Unot advanced, yes, but with conditions. The abortion pill, which allows a woman to abort without surgery, should be authorized by the end of the year in Japan. Problem: its use by Japanese women will be subject to the goodwill of their spouse, reports The Guardian, Tuesday, May 31. A method denounced by some activists, who see it as an intolerable attack on the reproductive rights of women. Local associations are therefore calling on the Japanese government to get rid of this condition of access to voluntary termination of pregnancy (IVG).
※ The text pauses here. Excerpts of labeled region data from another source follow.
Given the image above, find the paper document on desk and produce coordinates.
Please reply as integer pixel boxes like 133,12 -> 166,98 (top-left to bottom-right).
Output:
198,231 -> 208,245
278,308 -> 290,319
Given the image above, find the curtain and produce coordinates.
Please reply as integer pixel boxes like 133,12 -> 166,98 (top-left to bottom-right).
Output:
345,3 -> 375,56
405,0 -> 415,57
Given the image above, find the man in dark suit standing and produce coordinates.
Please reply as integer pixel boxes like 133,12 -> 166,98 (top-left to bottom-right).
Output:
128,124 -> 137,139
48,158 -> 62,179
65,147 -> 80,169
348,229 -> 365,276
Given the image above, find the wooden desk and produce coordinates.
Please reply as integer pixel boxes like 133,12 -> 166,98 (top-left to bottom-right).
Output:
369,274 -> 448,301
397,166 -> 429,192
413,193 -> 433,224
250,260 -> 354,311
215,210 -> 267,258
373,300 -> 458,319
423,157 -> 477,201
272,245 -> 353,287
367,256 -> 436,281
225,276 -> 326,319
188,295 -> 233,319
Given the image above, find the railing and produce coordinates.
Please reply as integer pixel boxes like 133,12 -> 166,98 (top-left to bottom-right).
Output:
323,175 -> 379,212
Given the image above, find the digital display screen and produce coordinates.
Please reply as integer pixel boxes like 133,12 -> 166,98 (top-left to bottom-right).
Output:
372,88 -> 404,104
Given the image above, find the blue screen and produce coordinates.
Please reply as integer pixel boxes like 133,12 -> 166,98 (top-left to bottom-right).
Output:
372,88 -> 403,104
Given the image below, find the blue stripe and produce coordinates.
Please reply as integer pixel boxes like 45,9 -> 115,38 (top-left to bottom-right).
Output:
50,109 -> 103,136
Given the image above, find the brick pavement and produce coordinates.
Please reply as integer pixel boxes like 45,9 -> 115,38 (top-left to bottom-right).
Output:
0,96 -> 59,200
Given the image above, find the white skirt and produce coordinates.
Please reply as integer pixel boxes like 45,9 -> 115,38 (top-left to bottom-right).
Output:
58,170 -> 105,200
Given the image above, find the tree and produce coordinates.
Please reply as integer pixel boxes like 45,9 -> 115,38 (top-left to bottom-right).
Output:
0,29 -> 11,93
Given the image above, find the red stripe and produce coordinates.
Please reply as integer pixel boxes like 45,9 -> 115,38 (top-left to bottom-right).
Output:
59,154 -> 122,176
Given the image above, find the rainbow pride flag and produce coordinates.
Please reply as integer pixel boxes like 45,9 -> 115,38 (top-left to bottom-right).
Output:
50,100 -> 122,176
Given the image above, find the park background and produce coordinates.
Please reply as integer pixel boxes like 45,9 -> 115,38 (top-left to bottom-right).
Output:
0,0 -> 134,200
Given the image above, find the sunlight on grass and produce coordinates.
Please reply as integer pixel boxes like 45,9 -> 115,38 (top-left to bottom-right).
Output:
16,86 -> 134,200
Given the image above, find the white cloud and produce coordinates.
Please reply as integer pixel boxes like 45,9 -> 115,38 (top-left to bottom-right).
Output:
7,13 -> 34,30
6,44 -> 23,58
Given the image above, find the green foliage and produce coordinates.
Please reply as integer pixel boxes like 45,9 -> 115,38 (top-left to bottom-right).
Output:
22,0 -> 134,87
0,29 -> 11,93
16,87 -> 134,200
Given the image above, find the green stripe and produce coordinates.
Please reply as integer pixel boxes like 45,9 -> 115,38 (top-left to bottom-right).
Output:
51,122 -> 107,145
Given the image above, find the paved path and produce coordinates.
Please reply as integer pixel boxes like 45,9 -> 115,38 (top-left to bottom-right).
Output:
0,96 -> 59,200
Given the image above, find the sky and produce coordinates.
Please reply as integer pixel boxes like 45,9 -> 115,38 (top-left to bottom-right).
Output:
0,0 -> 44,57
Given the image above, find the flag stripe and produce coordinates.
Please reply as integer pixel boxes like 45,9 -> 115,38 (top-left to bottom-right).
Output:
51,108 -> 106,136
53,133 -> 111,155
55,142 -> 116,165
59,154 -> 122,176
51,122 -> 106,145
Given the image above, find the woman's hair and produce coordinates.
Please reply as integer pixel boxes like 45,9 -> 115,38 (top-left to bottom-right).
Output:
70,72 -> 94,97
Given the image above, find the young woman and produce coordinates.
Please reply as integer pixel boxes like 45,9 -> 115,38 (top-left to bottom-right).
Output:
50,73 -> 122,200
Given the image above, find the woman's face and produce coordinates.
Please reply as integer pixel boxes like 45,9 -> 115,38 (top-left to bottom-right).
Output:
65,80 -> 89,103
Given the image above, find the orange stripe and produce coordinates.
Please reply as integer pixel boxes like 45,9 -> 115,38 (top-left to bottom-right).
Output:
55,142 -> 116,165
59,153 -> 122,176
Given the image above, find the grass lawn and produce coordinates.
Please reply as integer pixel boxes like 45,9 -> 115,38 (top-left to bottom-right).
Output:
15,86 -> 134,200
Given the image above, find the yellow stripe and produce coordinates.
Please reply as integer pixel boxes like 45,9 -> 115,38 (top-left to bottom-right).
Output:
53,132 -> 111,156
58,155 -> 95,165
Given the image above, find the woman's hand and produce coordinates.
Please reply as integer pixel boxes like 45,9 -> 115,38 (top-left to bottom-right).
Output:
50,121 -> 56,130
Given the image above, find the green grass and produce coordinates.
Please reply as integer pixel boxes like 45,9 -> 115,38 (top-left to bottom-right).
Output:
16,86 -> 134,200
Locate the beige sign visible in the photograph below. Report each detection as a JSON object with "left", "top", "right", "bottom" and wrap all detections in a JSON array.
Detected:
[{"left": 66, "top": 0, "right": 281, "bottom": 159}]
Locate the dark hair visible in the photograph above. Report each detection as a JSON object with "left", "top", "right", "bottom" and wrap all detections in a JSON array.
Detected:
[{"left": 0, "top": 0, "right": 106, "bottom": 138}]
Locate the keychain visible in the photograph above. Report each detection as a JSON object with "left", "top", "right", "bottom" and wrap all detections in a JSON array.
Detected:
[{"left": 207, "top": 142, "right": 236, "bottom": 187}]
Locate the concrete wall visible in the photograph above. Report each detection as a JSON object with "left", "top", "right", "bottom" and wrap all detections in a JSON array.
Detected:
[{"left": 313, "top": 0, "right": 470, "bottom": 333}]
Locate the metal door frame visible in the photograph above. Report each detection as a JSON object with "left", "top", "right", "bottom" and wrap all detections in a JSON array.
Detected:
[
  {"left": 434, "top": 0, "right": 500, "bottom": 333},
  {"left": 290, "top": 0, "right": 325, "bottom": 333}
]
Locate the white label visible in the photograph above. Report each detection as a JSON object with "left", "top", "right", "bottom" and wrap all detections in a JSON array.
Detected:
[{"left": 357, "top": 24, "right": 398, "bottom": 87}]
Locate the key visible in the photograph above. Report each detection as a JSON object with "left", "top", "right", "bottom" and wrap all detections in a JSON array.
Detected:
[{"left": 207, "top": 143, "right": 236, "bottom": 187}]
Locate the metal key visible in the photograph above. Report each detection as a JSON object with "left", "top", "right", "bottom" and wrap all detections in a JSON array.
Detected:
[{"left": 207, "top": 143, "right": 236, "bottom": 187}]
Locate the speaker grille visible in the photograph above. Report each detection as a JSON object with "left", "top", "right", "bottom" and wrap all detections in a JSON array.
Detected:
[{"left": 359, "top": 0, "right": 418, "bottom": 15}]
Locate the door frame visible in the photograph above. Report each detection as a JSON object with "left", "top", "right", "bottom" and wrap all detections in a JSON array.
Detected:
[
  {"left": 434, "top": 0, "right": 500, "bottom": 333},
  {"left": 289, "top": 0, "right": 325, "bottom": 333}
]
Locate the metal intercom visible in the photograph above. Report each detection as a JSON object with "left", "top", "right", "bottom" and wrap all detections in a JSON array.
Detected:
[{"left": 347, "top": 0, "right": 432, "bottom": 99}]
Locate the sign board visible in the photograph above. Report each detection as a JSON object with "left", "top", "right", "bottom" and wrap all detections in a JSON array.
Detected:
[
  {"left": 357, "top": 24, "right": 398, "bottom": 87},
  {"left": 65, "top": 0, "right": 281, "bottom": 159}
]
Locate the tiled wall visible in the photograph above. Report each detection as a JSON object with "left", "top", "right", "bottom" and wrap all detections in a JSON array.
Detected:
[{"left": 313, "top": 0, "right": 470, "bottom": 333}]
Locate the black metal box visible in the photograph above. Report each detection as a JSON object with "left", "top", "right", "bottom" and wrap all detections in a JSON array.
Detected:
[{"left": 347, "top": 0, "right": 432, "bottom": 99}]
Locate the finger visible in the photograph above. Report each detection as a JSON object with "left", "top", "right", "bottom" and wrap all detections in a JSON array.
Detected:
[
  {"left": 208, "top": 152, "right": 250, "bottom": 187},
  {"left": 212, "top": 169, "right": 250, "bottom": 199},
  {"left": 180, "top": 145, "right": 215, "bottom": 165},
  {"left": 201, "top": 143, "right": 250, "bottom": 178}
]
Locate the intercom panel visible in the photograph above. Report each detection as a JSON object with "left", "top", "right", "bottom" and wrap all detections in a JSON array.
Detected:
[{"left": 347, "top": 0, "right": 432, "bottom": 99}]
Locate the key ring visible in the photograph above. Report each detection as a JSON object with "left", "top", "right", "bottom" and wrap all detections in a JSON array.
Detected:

“‘Spousal consent’ becomes an issue when there is a disagreement with the spouse, or the spouse forces the woman to give birth against her will,” says Kumi Tsukahara, a member of Action for Safe Abortion Japan. . “To be forced to pursue an unwanted pregnancy is violence and a form of torture,” she said.
Pill not reimbursed
“Women are not the property of men,” asserts Mizuho Fukushima, opposition MP, member of the Social Democratic Party. Additional obstacle, this treatment would not be covered by health insurance and would be charged 100,000 yen, or about 730 euros. Which would make it inaccessible for the most precarious women. The country of the Rising Sun is renowned for its restrictive policies towards the various means of contraception. Japan notably waited forty years to authorize oral contraceptives and is one of the eleven countries in the world where the agreement of a third party is necessary to have recourse to a surgical abortion.